- Directed by: Michael LeBlanc Josh Reichmann
- Written by: Michael LeBlanc Josh Reichmann Tenzin Choekyi Norbu Dhundup Tenzin Kelsang Salden Kunga Chemi Lhamo Yeshi Tenzin
- Produced by: Brian Robertson Julie Baldassi Andrew Nicholas McCann-Smith Laura Perlmutter Nick Sorbara
- Starring: Tenzin Kelsang Tenzin Choekyi Salden Kunga Yeshi Tenzin Chemi Lhamo
- Cinematography: Michael LeBlanc
- Edited by: Michael LeBlanc
- Music by: Colin Stetson
- Production companies: Low End Younger Daughter Films
- Distributed by: Game Theory Films
- Release dates: November 2021 (Tallinn); March 17, 2023;
- Running time: 74 minutes
- Country: Canada
- Languages: Tibetan English

= Tenzin (film) =

Tenzin is a 2021 Canadian drama film, directed by Michael LeBlanc and Josh Reichmann and released theatrically in Canada in 2023. The film stars Tenzin Kelsang as Tenzin, a young Tibetan Canadian man who is struggling to come to terms with the death of his older brother by self-immolation at a Tibetan independence movement demonstration.

The film's cast also includes Tenzin Choekyi, Salden Kunga, Yeshi Tenzin, Chemi Lhamo, Norbu Dhundup, Mr. Tibet Sangyal, Ivan Mendez Romero and Tsesang Wangmo. The screenplay was written collaboratively by the directors and the main cast members.

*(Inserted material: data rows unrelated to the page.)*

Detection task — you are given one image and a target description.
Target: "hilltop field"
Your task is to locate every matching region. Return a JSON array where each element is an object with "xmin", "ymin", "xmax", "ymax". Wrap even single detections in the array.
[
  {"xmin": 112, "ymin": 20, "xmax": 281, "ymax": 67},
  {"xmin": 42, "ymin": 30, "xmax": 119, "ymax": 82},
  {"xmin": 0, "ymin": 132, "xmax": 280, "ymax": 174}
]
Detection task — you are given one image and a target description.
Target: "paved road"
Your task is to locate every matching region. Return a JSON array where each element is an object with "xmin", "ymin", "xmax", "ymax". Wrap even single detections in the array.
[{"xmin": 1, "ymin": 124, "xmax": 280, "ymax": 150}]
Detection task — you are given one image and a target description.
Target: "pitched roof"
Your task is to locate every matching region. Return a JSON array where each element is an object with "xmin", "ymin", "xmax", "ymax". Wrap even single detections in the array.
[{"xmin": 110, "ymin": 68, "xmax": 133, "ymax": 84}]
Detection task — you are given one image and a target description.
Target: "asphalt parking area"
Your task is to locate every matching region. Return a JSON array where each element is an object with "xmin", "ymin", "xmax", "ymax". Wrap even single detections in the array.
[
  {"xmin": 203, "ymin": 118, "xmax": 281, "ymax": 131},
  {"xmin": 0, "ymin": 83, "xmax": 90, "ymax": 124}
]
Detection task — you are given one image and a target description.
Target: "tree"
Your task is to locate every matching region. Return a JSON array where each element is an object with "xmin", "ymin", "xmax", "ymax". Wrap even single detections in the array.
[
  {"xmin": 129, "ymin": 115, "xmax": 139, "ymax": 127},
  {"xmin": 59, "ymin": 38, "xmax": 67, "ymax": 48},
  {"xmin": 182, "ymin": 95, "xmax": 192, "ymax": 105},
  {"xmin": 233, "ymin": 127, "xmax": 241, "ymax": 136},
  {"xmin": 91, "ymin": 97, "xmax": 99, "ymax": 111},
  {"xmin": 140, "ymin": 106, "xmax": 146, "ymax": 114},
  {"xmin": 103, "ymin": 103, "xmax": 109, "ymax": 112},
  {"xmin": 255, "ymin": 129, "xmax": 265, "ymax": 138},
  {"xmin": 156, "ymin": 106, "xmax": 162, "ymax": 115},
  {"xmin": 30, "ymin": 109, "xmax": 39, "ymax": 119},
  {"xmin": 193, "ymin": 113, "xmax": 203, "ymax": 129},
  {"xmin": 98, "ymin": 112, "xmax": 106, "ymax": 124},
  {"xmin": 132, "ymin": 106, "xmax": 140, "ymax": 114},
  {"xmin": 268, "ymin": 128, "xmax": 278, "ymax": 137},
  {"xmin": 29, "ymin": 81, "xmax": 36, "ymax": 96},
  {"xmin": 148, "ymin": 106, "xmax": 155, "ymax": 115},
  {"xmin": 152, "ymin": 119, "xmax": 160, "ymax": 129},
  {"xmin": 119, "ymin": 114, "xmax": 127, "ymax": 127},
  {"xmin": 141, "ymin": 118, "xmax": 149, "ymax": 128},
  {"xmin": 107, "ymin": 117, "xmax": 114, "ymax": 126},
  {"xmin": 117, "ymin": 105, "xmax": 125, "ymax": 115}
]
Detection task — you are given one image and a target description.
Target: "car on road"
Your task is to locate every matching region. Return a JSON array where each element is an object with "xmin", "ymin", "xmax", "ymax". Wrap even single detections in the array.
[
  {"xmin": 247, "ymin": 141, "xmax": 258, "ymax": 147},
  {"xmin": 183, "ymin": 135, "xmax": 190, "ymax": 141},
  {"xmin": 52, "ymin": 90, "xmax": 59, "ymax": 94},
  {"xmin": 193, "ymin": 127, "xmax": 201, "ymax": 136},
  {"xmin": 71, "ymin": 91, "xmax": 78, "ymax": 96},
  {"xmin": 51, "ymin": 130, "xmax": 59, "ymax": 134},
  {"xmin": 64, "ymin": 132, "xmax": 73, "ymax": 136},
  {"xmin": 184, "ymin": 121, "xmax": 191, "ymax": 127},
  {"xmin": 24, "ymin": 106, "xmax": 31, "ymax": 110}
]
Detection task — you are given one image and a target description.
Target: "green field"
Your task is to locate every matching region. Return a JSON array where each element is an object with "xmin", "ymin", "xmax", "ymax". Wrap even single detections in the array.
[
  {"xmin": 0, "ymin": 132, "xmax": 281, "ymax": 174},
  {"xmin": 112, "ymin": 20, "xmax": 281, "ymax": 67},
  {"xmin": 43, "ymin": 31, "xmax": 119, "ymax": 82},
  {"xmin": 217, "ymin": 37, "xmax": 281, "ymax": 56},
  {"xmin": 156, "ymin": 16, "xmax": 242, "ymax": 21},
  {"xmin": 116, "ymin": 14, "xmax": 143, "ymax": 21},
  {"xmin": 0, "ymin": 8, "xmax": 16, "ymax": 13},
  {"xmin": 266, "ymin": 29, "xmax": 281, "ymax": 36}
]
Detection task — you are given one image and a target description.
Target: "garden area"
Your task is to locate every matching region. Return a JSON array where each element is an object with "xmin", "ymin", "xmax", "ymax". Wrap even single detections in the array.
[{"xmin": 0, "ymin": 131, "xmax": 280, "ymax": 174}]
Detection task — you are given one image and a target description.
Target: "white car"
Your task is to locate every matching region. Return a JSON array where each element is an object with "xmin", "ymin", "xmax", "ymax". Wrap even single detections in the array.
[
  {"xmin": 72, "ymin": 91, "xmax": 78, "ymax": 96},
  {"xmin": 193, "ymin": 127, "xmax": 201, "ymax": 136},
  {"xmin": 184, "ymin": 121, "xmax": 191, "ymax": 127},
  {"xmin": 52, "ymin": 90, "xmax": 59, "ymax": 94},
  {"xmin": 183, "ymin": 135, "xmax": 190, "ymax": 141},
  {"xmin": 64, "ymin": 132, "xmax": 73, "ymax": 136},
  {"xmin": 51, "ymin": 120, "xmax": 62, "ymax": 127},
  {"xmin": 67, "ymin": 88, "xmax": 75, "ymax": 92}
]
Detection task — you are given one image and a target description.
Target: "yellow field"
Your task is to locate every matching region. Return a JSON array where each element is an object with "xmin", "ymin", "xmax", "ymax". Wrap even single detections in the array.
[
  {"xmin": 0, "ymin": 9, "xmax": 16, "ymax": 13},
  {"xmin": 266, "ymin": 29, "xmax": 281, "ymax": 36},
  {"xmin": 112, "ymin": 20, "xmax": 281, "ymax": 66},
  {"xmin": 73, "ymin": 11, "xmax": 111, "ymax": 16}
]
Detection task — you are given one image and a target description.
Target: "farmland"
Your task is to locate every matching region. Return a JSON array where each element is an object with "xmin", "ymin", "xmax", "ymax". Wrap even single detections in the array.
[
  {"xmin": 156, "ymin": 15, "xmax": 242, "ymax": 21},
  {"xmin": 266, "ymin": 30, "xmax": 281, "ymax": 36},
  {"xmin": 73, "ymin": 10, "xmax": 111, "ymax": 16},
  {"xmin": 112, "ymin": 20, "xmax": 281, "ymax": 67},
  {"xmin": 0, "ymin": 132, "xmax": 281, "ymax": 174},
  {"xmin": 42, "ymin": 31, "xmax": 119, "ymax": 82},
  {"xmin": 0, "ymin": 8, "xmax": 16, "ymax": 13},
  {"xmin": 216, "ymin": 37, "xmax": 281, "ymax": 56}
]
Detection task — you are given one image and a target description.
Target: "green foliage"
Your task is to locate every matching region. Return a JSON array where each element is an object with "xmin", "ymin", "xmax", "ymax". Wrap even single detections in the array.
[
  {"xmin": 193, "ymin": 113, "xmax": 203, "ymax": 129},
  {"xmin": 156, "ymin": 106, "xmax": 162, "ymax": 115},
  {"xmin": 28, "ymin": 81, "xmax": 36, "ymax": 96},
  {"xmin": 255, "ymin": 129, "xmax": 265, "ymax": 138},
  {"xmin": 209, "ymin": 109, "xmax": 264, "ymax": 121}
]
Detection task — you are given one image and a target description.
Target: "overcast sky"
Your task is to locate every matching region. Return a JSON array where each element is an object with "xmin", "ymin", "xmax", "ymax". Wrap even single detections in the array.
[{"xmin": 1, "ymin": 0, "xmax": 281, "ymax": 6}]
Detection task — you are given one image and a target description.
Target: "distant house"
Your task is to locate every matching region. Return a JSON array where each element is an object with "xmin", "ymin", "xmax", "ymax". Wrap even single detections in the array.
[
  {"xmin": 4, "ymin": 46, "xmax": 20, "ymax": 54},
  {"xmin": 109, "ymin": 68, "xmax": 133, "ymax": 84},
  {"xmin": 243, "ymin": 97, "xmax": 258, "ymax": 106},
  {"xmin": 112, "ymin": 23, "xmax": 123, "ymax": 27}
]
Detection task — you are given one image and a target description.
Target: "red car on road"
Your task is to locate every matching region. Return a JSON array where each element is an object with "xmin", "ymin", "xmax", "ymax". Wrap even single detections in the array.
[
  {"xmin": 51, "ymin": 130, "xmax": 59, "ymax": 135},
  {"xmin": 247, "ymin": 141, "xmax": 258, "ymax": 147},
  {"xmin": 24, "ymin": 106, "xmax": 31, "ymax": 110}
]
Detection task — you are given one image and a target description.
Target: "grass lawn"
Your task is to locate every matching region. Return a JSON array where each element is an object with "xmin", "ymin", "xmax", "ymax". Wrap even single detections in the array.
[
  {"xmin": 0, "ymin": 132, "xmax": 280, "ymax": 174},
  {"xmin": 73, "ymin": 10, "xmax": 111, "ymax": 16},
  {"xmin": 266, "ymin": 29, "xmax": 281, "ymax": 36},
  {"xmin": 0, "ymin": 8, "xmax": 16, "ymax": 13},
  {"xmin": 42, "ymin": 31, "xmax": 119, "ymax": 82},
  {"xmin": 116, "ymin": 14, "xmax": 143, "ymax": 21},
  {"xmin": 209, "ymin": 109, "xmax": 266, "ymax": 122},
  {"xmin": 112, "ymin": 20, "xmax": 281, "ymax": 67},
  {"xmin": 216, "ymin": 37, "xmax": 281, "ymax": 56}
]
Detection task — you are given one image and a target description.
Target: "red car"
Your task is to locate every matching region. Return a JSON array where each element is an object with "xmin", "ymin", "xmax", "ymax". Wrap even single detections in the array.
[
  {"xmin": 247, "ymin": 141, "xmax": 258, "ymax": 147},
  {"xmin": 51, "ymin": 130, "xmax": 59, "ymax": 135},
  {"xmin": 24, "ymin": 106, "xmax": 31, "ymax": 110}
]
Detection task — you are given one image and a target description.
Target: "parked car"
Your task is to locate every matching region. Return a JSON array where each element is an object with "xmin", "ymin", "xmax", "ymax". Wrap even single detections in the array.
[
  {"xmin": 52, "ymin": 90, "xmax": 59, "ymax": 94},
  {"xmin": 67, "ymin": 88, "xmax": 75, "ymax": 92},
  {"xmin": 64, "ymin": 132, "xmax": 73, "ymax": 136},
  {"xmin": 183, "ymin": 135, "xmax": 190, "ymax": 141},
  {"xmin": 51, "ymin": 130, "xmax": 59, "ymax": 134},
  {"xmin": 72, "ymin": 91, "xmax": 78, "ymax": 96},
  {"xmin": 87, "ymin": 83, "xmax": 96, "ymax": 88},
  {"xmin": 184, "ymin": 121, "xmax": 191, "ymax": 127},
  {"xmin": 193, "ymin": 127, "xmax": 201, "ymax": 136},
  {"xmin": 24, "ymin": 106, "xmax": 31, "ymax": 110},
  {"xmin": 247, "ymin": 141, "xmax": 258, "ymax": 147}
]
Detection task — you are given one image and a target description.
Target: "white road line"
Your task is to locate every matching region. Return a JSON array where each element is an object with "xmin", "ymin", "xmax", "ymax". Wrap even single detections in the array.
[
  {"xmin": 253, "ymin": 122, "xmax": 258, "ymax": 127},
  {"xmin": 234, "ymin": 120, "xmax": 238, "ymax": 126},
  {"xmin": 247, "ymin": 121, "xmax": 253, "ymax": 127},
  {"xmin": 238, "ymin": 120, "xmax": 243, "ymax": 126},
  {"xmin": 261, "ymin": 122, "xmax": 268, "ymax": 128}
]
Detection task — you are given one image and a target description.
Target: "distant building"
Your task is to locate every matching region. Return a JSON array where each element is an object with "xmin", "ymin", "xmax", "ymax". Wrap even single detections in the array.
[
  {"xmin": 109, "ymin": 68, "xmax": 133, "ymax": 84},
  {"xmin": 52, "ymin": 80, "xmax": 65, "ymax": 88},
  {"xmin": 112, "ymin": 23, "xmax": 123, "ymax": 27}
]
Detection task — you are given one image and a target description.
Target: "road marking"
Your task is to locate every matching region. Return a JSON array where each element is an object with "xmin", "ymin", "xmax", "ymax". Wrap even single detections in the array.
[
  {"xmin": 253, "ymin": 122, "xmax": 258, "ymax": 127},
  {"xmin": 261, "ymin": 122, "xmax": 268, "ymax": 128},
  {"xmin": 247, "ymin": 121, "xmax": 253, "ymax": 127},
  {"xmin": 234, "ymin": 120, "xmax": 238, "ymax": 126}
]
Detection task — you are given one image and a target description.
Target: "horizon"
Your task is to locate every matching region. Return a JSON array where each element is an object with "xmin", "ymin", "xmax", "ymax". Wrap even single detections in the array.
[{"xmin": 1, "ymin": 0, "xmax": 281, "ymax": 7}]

The film premiered in 2021 at the Tallinn Black Nights Film Festival. It had its Canadian premiere at the 2022 Canadian Film Festival, where Kelsang won the award for Best Breakthrough Performance.

Mara Zigler received a Canadian Screen Award nomination for Best Costume Design at the 11th Canadian Screen Awards in 2023.